Osteoclastogenesis and osteoblastogenesis must be properly balanced for bone homeostasis to be maintained (1,2), and abnormal activation of osteoclasts has been identified in a variety of bone diseases, such as osteoporosis, osseous metastasis and arthritis, which are associated with pathologic bone resorption. Some studies (3,4) have been conducted to investigate how various inflammatory cytokines drive excessive bone loss by suppressing the anabolic functions of osteoblasts and inducing receptor activator of nuclear factor (NF)-κB ligand (RANKL) expression in the osteoblast lineage and stromal cells, thereby promoting osteoclastogenesis. These studies have demonstrated that inflammatory cytokines such as tumor necrosis factor alpha (TNF-α) and interleukin-1 can act in concert with RANKL to augment signaling by RANK and directly promote osteoclastogenesis, but the underlying molecular mechanism remains unclear (5,6).

Osteoclast precursors are derived from hematopoietic stem cells identified in the bone marrow and are the only cells capable of bone resorption (7). Thus, these cells are required for both normal bone homeostasis and pathological bone loss. Their differentiation and activation are regulated by a variety of hormones and cytokines. In particular, RANKL and macrophage colony-stimulating factor (M-CSF) were demonstrated to be essential cytokines for osteoclast differentiation (8). RANKL is a member of the TNF superfamily, and through its receptor RANK, RANKL acts as the primary cytokine mediating osteoclast differentiation by inducing fusion of preosteoclasts to produce mature multinucleated cells (9,10).

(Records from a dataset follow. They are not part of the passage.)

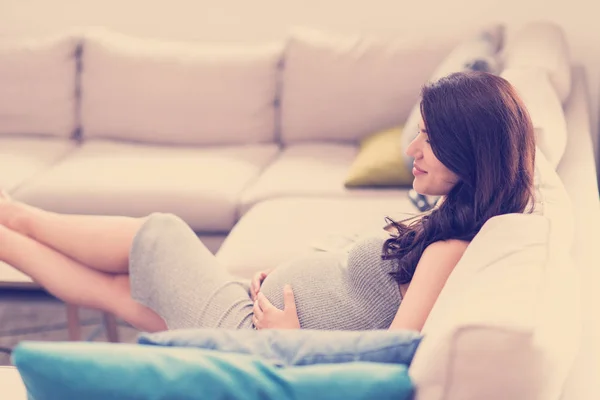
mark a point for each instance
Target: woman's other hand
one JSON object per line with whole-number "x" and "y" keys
{"x": 267, "y": 316}
{"x": 256, "y": 282}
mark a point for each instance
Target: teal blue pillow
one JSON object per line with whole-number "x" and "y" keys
{"x": 84, "y": 370}
{"x": 298, "y": 347}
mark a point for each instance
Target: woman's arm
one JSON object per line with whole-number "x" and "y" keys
{"x": 434, "y": 268}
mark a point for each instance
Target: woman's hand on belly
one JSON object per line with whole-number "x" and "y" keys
{"x": 267, "y": 316}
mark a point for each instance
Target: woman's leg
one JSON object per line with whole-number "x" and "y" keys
{"x": 99, "y": 242}
{"x": 75, "y": 283}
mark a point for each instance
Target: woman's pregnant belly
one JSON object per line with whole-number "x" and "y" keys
{"x": 326, "y": 296}
{"x": 320, "y": 285}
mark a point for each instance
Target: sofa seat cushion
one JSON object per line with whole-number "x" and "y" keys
{"x": 23, "y": 158}
{"x": 202, "y": 185}
{"x": 277, "y": 230}
{"x": 341, "y": 87}
{"x": 310, "y": 170}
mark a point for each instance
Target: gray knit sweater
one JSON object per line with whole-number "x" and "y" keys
{"x": 339, "y": 291}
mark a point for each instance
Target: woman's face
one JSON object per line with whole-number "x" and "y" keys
{"x": 431, "y": 176}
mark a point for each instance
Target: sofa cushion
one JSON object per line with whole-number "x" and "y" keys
{"x": 98, "y": 371}
{"x": 309, "y": 170}
{"x": 201, "y": 185}
{"x": 544, "y": 106}
{"x": 24, "y": 158}
{"x": 38, "y": 77}
{"x": 343, "y": 87}
{"x": 474, "y": 52}
{"x": 380, "y": 162}
{"x": 510, "y": 308}
{"x": 180, "y": 93}
{"x": 541, "y": 44}
{"x": 275, "y": 231}
{"x": 287, "y": 347}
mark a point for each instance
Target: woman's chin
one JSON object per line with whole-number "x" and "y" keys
{"x": 419, "y": 187}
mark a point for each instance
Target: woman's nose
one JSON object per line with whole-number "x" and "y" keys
{"x": 413, "y": 148}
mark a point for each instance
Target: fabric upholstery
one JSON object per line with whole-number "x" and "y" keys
{"x": 178, "y": 93}
{"x": 127, "y": 371}
{"x": 38, "y": 81}
{"x": 201, "y": 185}
{"x": 380, "y": 162}
{"x": 275, "y": 231}
{"x": 309, "y": 170}
{"x": 542, "y": 44}
{"x": 340, "y": 88}
{"x": 285, "y": 347}
{"x": 544, "y": 106}
{"x": 22, "y": 158}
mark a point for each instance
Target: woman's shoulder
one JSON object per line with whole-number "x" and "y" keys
{"x": 447, "y": 247}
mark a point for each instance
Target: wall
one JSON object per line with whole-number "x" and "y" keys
{"x": 246, "y": 21}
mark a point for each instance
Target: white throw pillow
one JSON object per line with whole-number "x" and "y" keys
{"x": 545, "y": 109}
{"x": 342, "y": 88}
{"x": 181, "y": 93}
{"x": 507, "y": 323}
{"x": 542, "y": 44}
{"x": 478, "y": 48}
{"x": 38, "y": 79}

Binding between RANKL and RANK on preosteoclasts leads to the recruitment of TNF receptor-associated factor (TRAF) family proteins, such as TRAF2/6, which activate mitogen-activated protein kinases, as well as NF-κB (11). This signaling activates transcription factors that are required for osteoclast differentiation, such as c-Fos, activator protein-1 and nuclear factor of activated T cells 1 (NFATc1) (12,13) Stimulation with RANKL selectively induces NFATc1 expression, and thus, NFATc1 is considered to function as a master switch for controlling the terminal differentiation of osteoclasts (14).

TNF-α is known to be among the most potent multifunctional inflammatory cytokines. By inducing macrophage cell killing activity, TNF-α serves an important role in the host immune response (15). In addition, TNF-α has been demonstrated to be involved in bone resorption associated with inflammatory diseases of bone (16,17). TNF-α can influence osteoclast precursor differentiation and bone resorption activity through various processes, one of which is the induction of RANKL and M-CSF expression within osteogenic cells, which indirectly promotes the differentiation and function of osteoclasts (18). Another process involves the direct induction of preosteoclast fusion and differentiation, but the specific underlying mechanisms have not been elucidated (19).

To investigate the molecular mechanism underlying the positive effects of TNF-α on RANKL-induced osteoclast differentiation, then the authors examined the activation of the NF-κB pathway and the expression of RANK during the course of osteoclastogenesis in bone marrow-derived macrophages (BMMs). The results of the present study indicated that TNF-α promotes osteoclast precursor differentiation by working together with RANKL and upregulating RANK expression.

Materials and methods

Cell culture and reagents

The growth medium for primary mouse BMMs was α-minimum essential medium (Gibco; Thermo Fisher Scientific, Inc., Waltham, MA, USA) supplemented with 10% fetal bovine serum (FBS; Gibco; Thermo Fisher Scientific, Inc.) and antibiotics (100 U/ml penicillin and 100 g/ml streptomycin, Gibco; Thermo Fisher Scientific, Inc.). Recombinant murine M-CSF and recombinant murine soluble RANKL were purchased from PeproTech, Inc. (Rocky Hill, NJ, USA). Tartrate-resistant acid phosphatase (TRAP) staining solution 387-A was purchased from Sigma-Aldrich; Merck KGaA (Darmstadt, Germany), and the Cell Counting Kit-8 (CCK-8), a TRAP assay kit (cat. no. P0332) and an inhibitor of NF-κB (BAY 11–7082) were purchased from Beyotime Institute of Biotechnology (Haimen, China). For reverse transcription-quantitative polymerase chain reaction (RT-qPCR), TaqMan® gene expression assays were conducted with Reverse Transcriptase qPCR™ Mastermix No-ROX from Promega Corporation (Madison, WI, USA). Primary antibodies to RANK (sc-59981; 1:500), NF-κB (sc-166588; 1:100), and NFATc1 (sc-7294; 1:3,000) were obtained from Santa Cruz Biotechnology, Inc. (Dallas, TX, USA).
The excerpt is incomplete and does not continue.